PRESQUE ISLE, Maine — Veeries and woodpeckers and warblers — oh my!

That could have been the refrain of bird enthusiasts and other nature lovers Saturday as approximately 150 people flocked to Aroostook State Park to participate in the inaugural Aroostook State Park Birding Festival.

The festival, which began at 5 a.m. and continued throughout the day, allowed visitors to take part in bird walks and bird banding, and to witness optical and bird-calling demonstrations. A number of live birds of prey also were on display.

Participants were told to BYOB — bring your own binoculars — in order to learn more about birding.

“We have had a great day and a great turnout,” park manager Scott Thompson said Saturday. “People we have talked to love this experience and they have learned a lot about the species we have here in the park.”

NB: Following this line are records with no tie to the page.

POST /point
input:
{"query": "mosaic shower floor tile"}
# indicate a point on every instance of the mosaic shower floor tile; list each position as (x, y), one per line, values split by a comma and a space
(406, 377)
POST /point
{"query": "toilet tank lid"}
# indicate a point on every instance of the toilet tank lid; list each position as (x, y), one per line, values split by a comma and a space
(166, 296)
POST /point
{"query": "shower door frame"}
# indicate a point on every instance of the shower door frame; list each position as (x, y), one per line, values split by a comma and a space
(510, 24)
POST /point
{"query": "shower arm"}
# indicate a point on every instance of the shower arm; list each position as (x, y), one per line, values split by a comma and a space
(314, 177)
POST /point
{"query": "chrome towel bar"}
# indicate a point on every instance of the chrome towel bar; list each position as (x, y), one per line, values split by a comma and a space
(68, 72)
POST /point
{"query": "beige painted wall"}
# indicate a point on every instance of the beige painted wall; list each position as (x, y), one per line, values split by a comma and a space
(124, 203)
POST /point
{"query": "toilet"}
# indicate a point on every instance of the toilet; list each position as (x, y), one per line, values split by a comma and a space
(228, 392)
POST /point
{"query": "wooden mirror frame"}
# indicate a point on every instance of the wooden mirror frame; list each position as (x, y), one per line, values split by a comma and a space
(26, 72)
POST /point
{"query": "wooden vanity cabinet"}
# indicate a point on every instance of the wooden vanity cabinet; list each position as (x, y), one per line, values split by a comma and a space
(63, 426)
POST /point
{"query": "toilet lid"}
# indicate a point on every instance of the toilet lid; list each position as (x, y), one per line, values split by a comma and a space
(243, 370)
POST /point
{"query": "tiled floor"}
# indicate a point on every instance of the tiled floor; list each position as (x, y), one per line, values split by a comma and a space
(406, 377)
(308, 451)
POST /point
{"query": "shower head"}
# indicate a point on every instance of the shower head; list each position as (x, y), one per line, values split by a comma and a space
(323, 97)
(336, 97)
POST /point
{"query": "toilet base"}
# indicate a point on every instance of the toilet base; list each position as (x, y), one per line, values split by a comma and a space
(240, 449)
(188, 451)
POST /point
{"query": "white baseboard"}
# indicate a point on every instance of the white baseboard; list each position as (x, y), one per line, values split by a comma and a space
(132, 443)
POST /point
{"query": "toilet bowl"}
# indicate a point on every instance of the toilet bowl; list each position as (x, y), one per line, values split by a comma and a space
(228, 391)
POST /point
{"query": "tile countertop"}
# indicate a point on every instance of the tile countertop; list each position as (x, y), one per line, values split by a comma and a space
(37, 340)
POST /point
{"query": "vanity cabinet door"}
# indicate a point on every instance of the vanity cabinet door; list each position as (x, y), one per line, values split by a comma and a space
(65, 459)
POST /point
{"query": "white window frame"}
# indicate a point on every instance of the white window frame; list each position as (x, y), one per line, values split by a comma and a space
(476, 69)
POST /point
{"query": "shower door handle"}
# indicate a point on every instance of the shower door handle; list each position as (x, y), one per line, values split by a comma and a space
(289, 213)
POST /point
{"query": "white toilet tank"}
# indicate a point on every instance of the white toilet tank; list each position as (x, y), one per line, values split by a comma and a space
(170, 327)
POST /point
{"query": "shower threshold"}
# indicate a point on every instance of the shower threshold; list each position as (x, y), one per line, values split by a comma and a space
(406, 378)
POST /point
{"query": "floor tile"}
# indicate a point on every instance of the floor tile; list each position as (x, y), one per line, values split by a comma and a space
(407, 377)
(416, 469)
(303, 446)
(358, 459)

The park features more than 100 species, including the Blackburnian warbler, the great crested flycatcher, red-eyed vireos and veeries. He noted that the park is known for its woodpeckers and is great for bird-watching because its older-growth trees and sloped trail allow for viewing over the tops of trees. That allows bird watch-ers to view species that are often more difficult to see from the ground.

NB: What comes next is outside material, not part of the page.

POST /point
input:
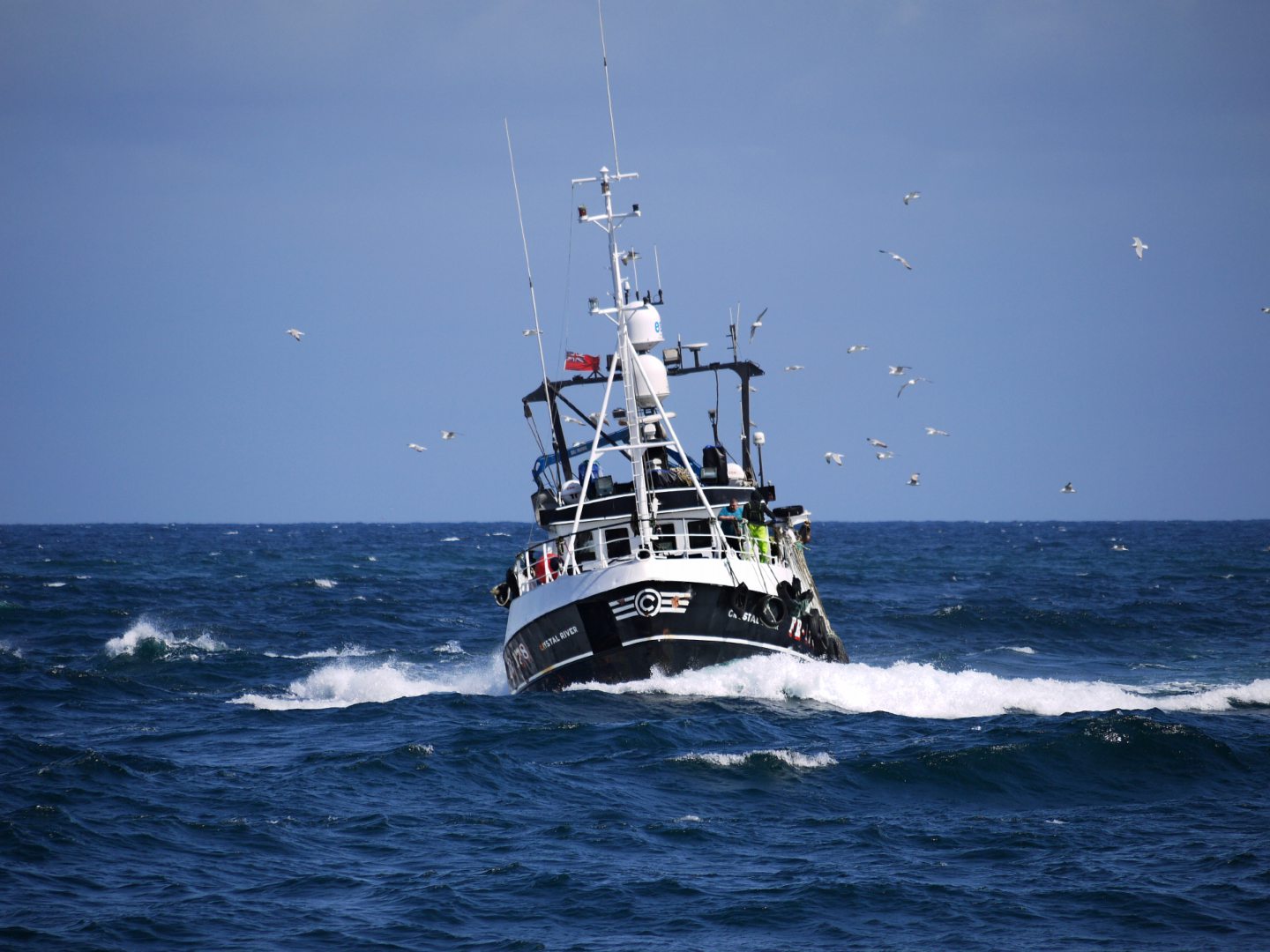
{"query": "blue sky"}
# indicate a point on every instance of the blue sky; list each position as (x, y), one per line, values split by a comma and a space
(184, 182)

Participants arose early to catch a glimpse of the birds and to hear their calls echo throughout the woodsy park.

“I didn’t get here as early as 5 a.m., but I did get here early,” Diane Shaw, a Presque Isle resident, said Saturday. “I love going on bird walks and have taken a number of them in other parts of the state.”

Shaw said she had learned a great deal during the Aroostook State Park event.

“I learned things that I did not know,” she said.

Before the end of the day, Shaw was talking with other participants about forming a group for regular bird walks.

Jason McGillis, a Connecticut resident who was visiting friends in the area, was on his way into the park just before noon. He had intended to go hiking but decided to check out the festival after seeing signs advertising it.

“It sounds pretty neat,” he said.

Thompson said the festival also served to get people interested in all that the park offers.

Aroostook State Park is Maine’s first state park and features nearly 800 acres. The park offers campsites, a beach, public boat access and hiking trails in summer and fall, while groomed cross-country ski and snowshoe trails are available in the winter. Groomed snowmobile trails also pass through the park.

“This park was created by the community and it is a treasure,” Thompson said. “Events like this bring people out to see what we have to offer and they get people interested in the park.”

He said that the positive turnout during Saturday’s event likely would mean another event next year.